Other Types of Statistics

In addition to basic table, column, and index statistics, the Optimizer uses additional information to determine the execution plan of a statement. This additional information can come in the form of dynamic sampling and system statistics.

Dynamic Sampling

Dynamic sampling was introduced in Oracle Database 9i Release 2 to collect additional statement-specific object statistics during the optimization of a SQL statement. The most common misconception is that dynamic sampling can be used as a substitute for Optimizer statistics. The goal of dynamic sampling is to augment the existing statistics; it is used when regular statistics are not sufficient to get good quality cardinality estimates. So, how and when will dynamic sampling be used? During the compilation of a SQL statement, the Optimizer decides whether to use dynamic sampling or not by considering whether the available statistics are sufficient to generate a good execution plan. If the available statistics are not enough, dynamic sampling will be used. It is typically used to compensate for missing or insufficient statistics that would otherwise lead to a very bad plan. For the case where one or more of the tables in the query does not have statistics, dynamic sampling is used by the Optimizer to gather basic statistics on these tables before optimizing the statement. The statistics gathered in this case are not as high a quality or as complete as the statistics gathered using the DBMS_STATS package. This trade off is made to limit the impact on the compile time of the statement. The second scenario where dynamic sampling is used is when the statement contains a complex predicate expression, and extended statistics are not available, or cannot be used. For example, if you had a query that has non-equality where clause predicates on two correlated columns, standard statistics would not be sufficient in this case, and extended statistics could not be used. In this simple query against the SALES table, the Optimizer assumes that each of the where clause predicates will reduce the number of rows returned by the query, and based on the standard statistics, determines the cardinality to be 20,197, when in fact, the number of rows returned is ten times higher at 210,420.

SELECT count(*)
FROM sh.Sales
WHERE cust_id < 2222
AND prod_id > 5;

Figure 27. Execution plan for complex predicates without dynamic sampling

With standard statistics the Optimizer is not aware of the correlation between the CUST_ID and PROD_ID in the SALES table. By setting OPTIMIZER_DYNAMIC_SAMPLING to level 6, the Optimizer will use dynamic sampling to gather additional information about the complex predicate expression. The additional information provided by dynamic sampling allows the Optimizer to generate a more accurate cardinality estimate, and therefore a better performing execution plan.

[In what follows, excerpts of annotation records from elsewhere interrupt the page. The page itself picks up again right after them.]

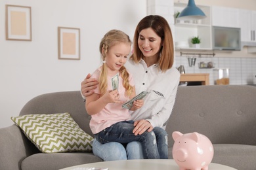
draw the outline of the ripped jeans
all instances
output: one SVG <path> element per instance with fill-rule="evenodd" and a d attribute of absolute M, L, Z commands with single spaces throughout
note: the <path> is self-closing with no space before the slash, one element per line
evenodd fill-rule
<path fill-rule="evenodd" d="M 102 144 L 109 142 L 126 144 L 133 141 L 139 141 L 141 143 L 145 159 L 159 159 L 160 156 L 154 131 L 145 131 L 141 135 L 135 136 L 133 133 L 133 120 L 116 123 L 95 134 L 95 139 Z"/>

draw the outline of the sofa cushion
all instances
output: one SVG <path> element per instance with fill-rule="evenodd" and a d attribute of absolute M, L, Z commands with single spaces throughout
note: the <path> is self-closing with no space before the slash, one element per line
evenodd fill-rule
<path fill-rule="evenodd" d="M 93 153 L 88 152 L 39 153 L 26 158 L 22 162 L 21 169 L 56 170 L 102 161 Z"/>
<path fill-rule="evenodd" d="M 68 112 L 11 117 L 25 135 L 44 153 L 91 151 L 93 138 Z"/>

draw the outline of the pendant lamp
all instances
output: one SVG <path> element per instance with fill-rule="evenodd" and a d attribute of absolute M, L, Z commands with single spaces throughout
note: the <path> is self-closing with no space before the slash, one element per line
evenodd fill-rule
<path fill-rule="evenodd" d="M 196 6 L 194 0 L 189 0 L 188 6 L 179 15 L 179 20 L 197 20 L 206 18 L 203 12 Z"/>

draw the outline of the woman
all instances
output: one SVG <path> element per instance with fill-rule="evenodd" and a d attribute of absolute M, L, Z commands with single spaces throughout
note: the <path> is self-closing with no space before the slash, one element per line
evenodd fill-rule
<path fill-rule="evenodd" d="M 131 113 L 131 119 L 135 121 L 133 132 L 137 135 L 154 129 L 157 140 L 164 135 L 165 145 L 158 147 L 163 148 L 159 152 L 165 154 L 163 158 L 166 157 L 167 137 L 163 129 L 174 105 L 180 78 L 179 71 L 173 67 L 173 41 L 168 22 L 160 16 L 144 17 L 136 27 L 133 42 L 133 54 L 125 67 L 133 75 L 137 94 L 151 92 L 144 98 L 143 107 Z M 81 93 L 85 97 L 93 94 L 98 84 L 90 76 L 88 75 L 81 82 Z M 157 141 L 157 143 L 163 143 Z M 104 161 L 143 158 L 138 142 L 123 146 L 117 143 L 102 144 L 94 140 L 93 150 Z"/>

Figure 28. Execution plan for complex predicates with dynamic sampling level 6

As seen in this example, dynamic sampling is controlled by the parameter OPTIMIZER_DYNAMIC_SAMPLING, which can be set to different levels (0-10). These levels control two different things; when dynamic sampling kicks in, and how large a sample size will be used to gather the statistics. The greater the sample size, the bigger impact dynamic sampling has on the compilation time of a query.

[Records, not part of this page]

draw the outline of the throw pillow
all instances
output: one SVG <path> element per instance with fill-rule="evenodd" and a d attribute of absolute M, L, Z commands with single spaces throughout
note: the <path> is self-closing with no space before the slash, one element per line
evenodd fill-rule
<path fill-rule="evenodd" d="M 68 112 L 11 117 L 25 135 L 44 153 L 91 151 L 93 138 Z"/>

From Oracle Database 11g Release 2 onwards, the Optimizer will automatically decide if dynamic sampling will be useful, and what dynamic sampling level will be used for SQL statements executed in parallel. This decision is based on the size of the tables in the statement, and the complexity of the predicates. However, if the OPTIMIZER_DYNAMIC_SAMPLING parameter is explicitly set to a non-default value, then that user-specified value will be honored. You can tell if dynamic sampling kicks in by looking at the ‘note’ section of the execution plan. For example, if the parallel execution was enabled for the SALES table, and the following query was issued, the Optimizer would automatically enable dynamic sampling level 4.

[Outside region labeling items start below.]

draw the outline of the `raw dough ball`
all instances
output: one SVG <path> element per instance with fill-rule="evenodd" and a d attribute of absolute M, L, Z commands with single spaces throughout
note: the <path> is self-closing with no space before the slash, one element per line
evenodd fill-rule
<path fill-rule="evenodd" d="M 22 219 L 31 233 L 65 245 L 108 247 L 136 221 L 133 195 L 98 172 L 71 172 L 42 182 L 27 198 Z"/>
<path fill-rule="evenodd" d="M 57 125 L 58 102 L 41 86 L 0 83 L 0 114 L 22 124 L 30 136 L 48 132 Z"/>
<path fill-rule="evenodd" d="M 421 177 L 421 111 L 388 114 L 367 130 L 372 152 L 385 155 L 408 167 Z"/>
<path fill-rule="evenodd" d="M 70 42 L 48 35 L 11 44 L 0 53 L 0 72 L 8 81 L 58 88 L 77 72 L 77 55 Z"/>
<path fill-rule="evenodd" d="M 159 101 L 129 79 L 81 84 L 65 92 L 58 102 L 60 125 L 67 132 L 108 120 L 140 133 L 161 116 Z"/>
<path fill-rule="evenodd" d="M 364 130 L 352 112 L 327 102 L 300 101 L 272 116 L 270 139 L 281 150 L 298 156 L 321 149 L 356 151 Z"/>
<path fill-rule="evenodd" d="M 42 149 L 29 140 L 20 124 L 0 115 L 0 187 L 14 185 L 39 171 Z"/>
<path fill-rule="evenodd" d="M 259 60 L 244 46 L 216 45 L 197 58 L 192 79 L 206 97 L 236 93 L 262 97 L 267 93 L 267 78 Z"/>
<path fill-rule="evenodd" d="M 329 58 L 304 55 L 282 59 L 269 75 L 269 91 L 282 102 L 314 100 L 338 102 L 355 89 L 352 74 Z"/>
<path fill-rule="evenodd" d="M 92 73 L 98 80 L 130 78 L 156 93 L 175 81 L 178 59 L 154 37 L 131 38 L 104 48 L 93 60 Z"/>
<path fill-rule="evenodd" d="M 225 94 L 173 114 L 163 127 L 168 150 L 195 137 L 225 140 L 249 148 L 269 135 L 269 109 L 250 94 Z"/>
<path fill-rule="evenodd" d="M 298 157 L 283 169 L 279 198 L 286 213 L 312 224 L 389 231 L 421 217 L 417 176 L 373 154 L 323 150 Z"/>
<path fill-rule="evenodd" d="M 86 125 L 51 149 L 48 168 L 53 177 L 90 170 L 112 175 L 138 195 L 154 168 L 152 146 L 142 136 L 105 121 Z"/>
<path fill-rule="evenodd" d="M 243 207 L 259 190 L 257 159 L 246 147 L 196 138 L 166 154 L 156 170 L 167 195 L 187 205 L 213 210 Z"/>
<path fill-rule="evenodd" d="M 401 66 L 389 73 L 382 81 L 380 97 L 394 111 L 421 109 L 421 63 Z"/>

Figure 29. Execution plan for a SQL statement with complex predicates executed in parallel

For serial SQL statements, the dynamic sampling level will depend on the value of the OPTIMIZER_DYNAMIC_SAMPLING parameter, and will not be triggered automatically by the Optimizer. The reason for this is that serial statements are typically short running, and any overhead at compile time could have a huge impact on their performance. Whereas parallel statements are expected to be more resource intensive, so the additional overhead at compile time is worth it to ensure the best possible execution plan.

System statistics

In Oracle Database 9i, system statistics were introduced to enable the Optimizer to more accurately cost each operation in an execution plan by using information about the actual system hardware executing the statement, such as CPU speed and IO performance.

System statistics are enabled by default, and are automatically initialized with default values; these values do are representative for most system. When system statistics are gathered they will override these initial values. To gather system statistics you can use DBMS_STATS.GATHER_SYSTEM_STATS during a representative workload time window, ideally at peak workload times.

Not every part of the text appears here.